Does Grammar Matter?

28 Sep

I’ve just finished reading a short volume that I picked up from my local bookshop. I Used to Know That: English by Patrick Scrivenor – can that name be real? – is one of those primers seeking to pilot us through the perilous waters of English grammar and correct usage. Every few years, I’ll submit to the guidance of such a book to test the continuing seaworthiness of my prose. I always find myself in disagreement on certain points with the authors of these guides. After all, writing style is a matter of preference and any book that sets out to lay down rules for it is bound to raise some objections. Nevertheless, the central tenet, that written English should conform to a logical structure, strikes me as a sensible one.

Navigating those choppy waters...

Navigating those choppy waters…

Does it matter if the sentences that you write are poorly constructed, perhaps riddled with clichés, malapropisms and spelling errors? Some would say not. It’s all about the ideas or the story. Those who object to substandard prose are pedants or ‘grammar Nazis’. Everyone has a novel in him and has the right to knock it out in a matter of weeks then press it upon the world. Only an elitist would deny him this right.

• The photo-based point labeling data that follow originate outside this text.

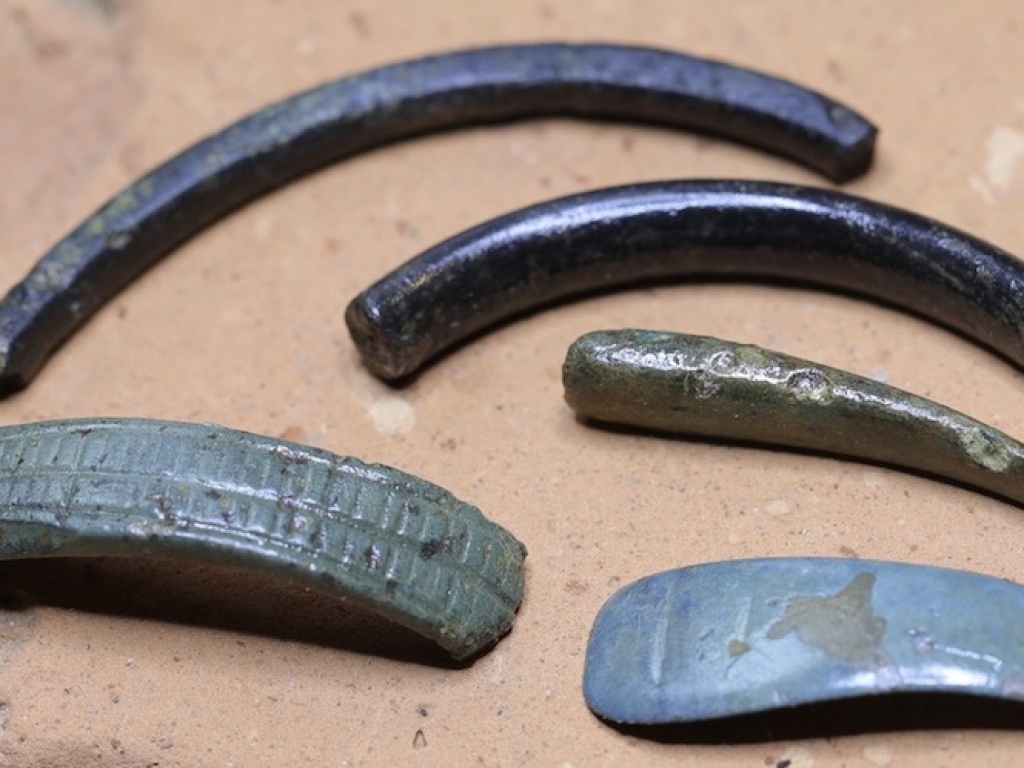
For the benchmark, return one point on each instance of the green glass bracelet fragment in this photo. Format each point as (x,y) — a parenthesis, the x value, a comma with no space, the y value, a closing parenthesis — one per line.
(702,386)
(395,544)
(735,638)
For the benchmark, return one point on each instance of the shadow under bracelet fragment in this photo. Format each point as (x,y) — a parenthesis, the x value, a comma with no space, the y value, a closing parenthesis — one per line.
(394,544)
(702,386)
(299,134)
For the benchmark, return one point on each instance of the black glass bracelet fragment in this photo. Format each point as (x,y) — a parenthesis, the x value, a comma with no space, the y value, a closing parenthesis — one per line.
(674,229)
(299,134)
(394,544)
(733,638)
(701,386)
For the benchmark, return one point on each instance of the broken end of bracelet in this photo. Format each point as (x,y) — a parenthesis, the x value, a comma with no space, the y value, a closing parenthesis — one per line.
(857,159)
(385,353)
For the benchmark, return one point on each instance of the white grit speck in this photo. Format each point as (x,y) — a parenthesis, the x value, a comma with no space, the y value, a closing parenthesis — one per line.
(392,416)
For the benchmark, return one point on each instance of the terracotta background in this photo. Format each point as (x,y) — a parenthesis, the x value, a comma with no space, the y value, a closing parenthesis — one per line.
(156,664)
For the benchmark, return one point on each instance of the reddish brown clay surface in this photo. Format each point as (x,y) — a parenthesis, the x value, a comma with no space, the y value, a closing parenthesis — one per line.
(107,663)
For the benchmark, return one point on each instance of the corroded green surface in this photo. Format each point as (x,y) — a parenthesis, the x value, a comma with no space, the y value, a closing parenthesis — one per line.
(704,386)
(396,544)
(733,638)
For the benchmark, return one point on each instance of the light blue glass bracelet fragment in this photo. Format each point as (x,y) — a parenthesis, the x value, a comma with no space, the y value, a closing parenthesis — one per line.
(749,636)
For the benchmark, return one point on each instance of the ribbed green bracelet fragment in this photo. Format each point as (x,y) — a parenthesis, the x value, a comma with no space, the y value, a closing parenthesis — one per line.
(397,545)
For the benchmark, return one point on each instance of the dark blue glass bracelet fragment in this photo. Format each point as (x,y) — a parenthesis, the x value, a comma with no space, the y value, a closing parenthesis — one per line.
(306,131)
(737,638)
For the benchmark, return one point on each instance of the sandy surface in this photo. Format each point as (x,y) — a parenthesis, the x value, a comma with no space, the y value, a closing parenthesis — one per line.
(105,663)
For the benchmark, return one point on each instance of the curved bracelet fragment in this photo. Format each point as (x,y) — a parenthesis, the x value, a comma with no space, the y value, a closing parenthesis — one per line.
(745,636)
(395,544)
(631,235)
(702,386)
(306,131)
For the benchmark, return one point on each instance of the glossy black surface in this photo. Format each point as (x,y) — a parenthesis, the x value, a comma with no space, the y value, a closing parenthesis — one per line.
(674,229)
(295,136)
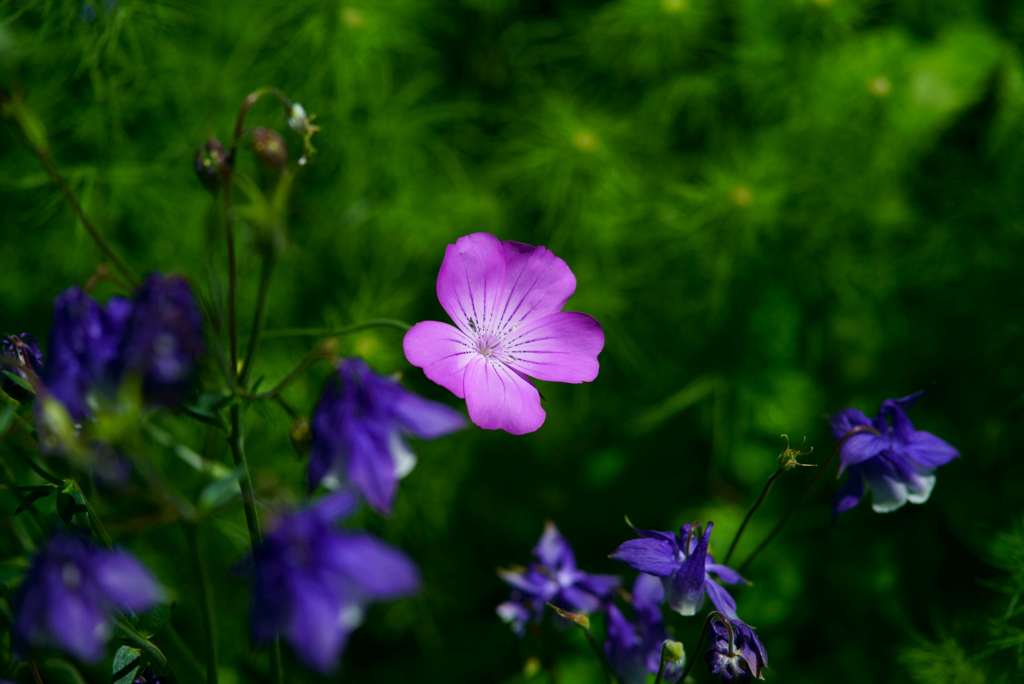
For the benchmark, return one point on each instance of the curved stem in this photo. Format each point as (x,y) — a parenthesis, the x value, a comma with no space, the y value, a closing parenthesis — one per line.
(206,603)
(785,518)
(750,514)
(712,616)
(258,316)
(336,332)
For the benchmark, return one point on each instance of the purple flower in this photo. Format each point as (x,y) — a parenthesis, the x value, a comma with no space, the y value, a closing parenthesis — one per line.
(738,655)
(553,579)
(633,649)
(24,348)
(158,336)
(71,592)
(506,299)
(311,583)
(686,568)
(163,339)
(897,464)
(359,428)
(83,348)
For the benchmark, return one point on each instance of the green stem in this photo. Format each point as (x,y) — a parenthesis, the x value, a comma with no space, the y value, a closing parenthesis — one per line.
(258,316)
(206,602)
(750,514)
(238,445)
(61,184)
(817,476)
(129,634)
(329,332)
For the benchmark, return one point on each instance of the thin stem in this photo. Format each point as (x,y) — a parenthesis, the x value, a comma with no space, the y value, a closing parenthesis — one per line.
(336,332)
(35,672)
(600,655)
(61,184)
(785,518)
(206,603)
(130,635)
(750,514)
(712,616)
(258,316)
(238,445)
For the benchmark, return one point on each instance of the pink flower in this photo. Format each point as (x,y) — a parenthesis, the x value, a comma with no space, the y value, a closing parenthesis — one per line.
(506,299)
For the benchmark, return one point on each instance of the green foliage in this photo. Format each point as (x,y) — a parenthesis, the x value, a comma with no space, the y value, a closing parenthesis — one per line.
(776,210)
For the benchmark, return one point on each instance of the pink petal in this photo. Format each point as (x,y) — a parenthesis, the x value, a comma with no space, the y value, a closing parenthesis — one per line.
(442,351)
(560,347)
(537,283)
(471,282)
(499,399)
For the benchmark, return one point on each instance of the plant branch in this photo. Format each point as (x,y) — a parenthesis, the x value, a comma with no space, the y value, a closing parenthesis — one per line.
(817,476)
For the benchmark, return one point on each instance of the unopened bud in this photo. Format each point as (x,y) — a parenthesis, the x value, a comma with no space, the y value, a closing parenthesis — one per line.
(210,162)
(787,459)
(672,651)
(577,618)
(269,148)
(300,436)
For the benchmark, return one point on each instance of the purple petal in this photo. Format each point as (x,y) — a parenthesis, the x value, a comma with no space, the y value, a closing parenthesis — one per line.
(371,466)
(648,592)
(927,450)
(425,419)
(500,399)
(316,627)
(442,351)
(721,598)
(600,585)
(471,282)
(850,494)
(376,569)
(725,573)
(537,283)
(553,550)
(652,556)
(77,625)
(686,589)
(559,347)
(126,581)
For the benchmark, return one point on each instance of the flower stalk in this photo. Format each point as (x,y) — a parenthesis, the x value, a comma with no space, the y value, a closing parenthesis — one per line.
(817,476)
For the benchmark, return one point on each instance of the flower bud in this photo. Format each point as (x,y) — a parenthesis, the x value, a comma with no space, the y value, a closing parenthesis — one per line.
(300,436)
(269,148)
(210,162)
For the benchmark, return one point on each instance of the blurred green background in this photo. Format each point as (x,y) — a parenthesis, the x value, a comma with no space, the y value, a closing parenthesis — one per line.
(776,210)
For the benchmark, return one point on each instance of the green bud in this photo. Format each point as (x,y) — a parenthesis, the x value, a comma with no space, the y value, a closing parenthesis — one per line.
(787,459)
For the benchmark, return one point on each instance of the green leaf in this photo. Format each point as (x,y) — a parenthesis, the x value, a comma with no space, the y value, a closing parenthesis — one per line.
(151,622)
(126,664)
(220,492)
(32,497)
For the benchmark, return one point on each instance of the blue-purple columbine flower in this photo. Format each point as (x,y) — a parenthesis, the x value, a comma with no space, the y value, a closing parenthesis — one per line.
(163,339)
(359,428)
(312,583)
(72,591)
(687,570)
(157,336)
(898,463)
(84,344)
(634,649)
(553,579)
(735,654)
(25,349)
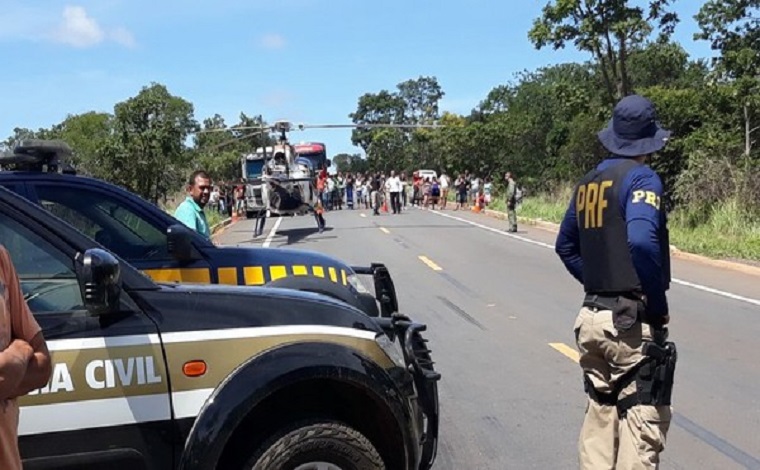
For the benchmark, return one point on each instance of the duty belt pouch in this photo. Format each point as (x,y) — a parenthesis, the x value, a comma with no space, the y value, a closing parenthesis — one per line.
(625,313)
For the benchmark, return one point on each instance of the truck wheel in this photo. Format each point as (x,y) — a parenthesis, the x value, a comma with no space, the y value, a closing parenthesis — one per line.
(321,445)
(329,288)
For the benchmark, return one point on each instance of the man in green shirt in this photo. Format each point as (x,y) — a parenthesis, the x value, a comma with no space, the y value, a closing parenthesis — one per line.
(190,212)
(511,202)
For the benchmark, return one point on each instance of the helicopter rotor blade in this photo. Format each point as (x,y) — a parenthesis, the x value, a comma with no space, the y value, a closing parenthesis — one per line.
(369,126)
(233,140)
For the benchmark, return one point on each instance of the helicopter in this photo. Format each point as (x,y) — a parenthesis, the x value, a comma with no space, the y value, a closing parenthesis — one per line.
(287,184)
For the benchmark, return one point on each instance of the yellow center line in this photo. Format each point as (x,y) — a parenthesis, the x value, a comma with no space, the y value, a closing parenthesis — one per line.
(430,263)
(566,351)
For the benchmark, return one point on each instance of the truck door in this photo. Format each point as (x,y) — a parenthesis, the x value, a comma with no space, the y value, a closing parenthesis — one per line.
(107,402)
(121,226)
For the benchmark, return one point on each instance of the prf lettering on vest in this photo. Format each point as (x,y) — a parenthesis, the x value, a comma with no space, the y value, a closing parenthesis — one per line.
(648,197)
(111,373)
(104,373)
(591,201)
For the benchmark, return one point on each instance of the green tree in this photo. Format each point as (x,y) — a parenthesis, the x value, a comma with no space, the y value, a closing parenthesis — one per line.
(421,98)
(380,108)
(608,29)
(87,134)
(733,28)
(148,154)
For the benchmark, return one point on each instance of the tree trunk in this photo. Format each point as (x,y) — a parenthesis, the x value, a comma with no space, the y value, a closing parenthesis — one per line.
(747,134)
(625,85)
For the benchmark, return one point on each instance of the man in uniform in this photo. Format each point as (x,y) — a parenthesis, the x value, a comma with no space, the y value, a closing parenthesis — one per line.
(24,358)
(511,202)
(614,240)
(190,212)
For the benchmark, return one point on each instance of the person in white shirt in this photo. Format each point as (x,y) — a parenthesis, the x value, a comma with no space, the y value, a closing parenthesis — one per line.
(394,187)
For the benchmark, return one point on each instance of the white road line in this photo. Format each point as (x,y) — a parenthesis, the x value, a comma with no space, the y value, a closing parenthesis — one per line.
(268,241)
(495,230)
(711,290)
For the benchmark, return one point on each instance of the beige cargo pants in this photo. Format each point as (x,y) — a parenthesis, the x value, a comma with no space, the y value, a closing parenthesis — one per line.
(607,442)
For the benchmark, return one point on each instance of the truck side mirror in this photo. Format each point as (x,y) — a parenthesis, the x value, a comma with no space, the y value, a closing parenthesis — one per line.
(100,281)
(179,241)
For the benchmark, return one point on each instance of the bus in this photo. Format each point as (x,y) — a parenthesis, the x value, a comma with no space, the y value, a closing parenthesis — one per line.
(315,152)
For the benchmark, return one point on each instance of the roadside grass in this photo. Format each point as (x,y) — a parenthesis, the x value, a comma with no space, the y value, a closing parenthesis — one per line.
(726,232)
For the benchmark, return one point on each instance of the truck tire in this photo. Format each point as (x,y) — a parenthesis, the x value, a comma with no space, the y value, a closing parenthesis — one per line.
(364,302)
(317,443)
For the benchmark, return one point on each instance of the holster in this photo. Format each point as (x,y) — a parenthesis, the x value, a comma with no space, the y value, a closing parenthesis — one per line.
(626,309)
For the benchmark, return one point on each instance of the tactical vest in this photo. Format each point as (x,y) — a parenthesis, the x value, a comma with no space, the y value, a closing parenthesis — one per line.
(607,264)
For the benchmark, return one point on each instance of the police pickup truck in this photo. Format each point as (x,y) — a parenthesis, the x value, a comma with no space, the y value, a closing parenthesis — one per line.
(157,244)
(151,375)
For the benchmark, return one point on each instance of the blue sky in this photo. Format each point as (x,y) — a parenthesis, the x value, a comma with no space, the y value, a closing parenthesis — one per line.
(301,60)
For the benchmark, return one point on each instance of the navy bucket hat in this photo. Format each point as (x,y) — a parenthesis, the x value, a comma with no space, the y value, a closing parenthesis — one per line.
(633,130)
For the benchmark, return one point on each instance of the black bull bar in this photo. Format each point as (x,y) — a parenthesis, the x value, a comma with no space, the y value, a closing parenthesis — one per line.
(417,356)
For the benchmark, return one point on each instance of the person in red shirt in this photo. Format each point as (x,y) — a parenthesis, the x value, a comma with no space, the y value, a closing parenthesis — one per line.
(24,360)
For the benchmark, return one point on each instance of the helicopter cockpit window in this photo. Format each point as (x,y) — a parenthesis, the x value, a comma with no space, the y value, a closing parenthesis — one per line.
(107,220)
(46,274)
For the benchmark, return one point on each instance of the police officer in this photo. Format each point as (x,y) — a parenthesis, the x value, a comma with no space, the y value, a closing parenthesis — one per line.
(614,241)
(511,202)
(190,211)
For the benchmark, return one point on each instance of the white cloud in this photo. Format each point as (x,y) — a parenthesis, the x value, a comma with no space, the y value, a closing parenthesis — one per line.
(272,41)
(277,99)
(78,29)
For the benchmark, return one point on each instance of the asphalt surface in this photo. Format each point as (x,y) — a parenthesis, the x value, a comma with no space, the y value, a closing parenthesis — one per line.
(500,310)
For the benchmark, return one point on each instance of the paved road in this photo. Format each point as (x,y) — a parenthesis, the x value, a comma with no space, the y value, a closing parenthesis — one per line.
(500,309)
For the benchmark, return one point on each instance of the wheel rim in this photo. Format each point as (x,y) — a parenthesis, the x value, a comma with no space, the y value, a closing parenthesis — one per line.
(318,466)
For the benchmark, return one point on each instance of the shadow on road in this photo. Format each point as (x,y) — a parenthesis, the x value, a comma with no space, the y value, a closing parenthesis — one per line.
(297,235)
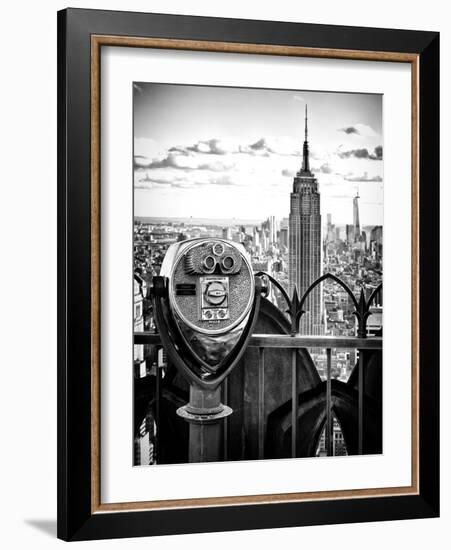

I would argue that this is mistaken. Without clarity and elegance, prose will neither inform nor appeal. Writing is a craft to be learned like any other and if you’re not prepared to put in the time you’ll never be any good at it (do you sense that I’m warming up for my annual NaNoWriMo tirade?). Generally speaking, crafting a properly constructed sentence comes as second nature to those who spend their time reading and writing. Rules are there to be broken, perhaps, but only by those who are aware that they are doing so.

Nona Rhino is back…

The process of composing fiction is often termed ‘creative writing’ and this offers us some clues. As a creative art, writing should aspire to an aesthetic. Poorly formed sentences are almost always ugly. And since writing is at the heart of the process, the writer has a duty of care. If you choose to call yourself a writer then the quality of your prose matters. No painter or sculptor worthy of the name would claim that the execution of his finished work was unimportant. Why should writing be any different?

Nobody’s prose is flawless. To err is human. A lack of concern for such mistakes smacks of complacency, though, and constitutes a literary own goal.

All text and images © PSR 2014


6 Responses to “Does Grammar Matter?”

  1. JHuw Evans September 28, 2014 at 9:29 pm #

    Your write?

  2. Paul Sutton Reeves September 29, 2014 at 7:43 am #

    Literally, Huw!!!

  3. Mari Biella September 29, 2014 at 10:39 am #

    I agree, Paul. Breaking rules is all well and good, as long as you know you’re doing so and are doing so for a reason. Careless, sloppy prose that’s riddled with grammatical and spelling errors is another matter altogether – even if the story is wonderful and the ideas intriguing, the end product will be almost impossible to read. Generally, a handful of mistakes don’t bother me but, as you say, we should never become complacent…

    • Paul Sutton Reeves September 29, 2014 at 6:00 pm #

      Hi Mari and thanks for commenting.

      I should say that most of us make mistakes from time to time. The problem comes with writers who can’t be bothered to revise and correct their work or those who don’t know they’re making mistakes because they don’t read books.

  4. masgautsen September 29, 2014 at 12:13 pm #

    People are free to call me pedantic or “grammar Nazi”, but reading a text full of spelling and gramatical errors that is not obviously put in there to knowingly break the rules (and sometimes even then) might be eough for me to put the text away. It will most likely be the only thing I remember about the text afterwards.

  5. Paul Sutton Reeves September 29, 2014 at 6:03 pm #

    Hi Maja and thanks for your comments.

    Poor prose certainly gets in the way of telling a tale and reminds the reader, unintentionally, of the artifice of the construct. Generally speaking, I only read writers who can turn a phrase and craft a proper sentence.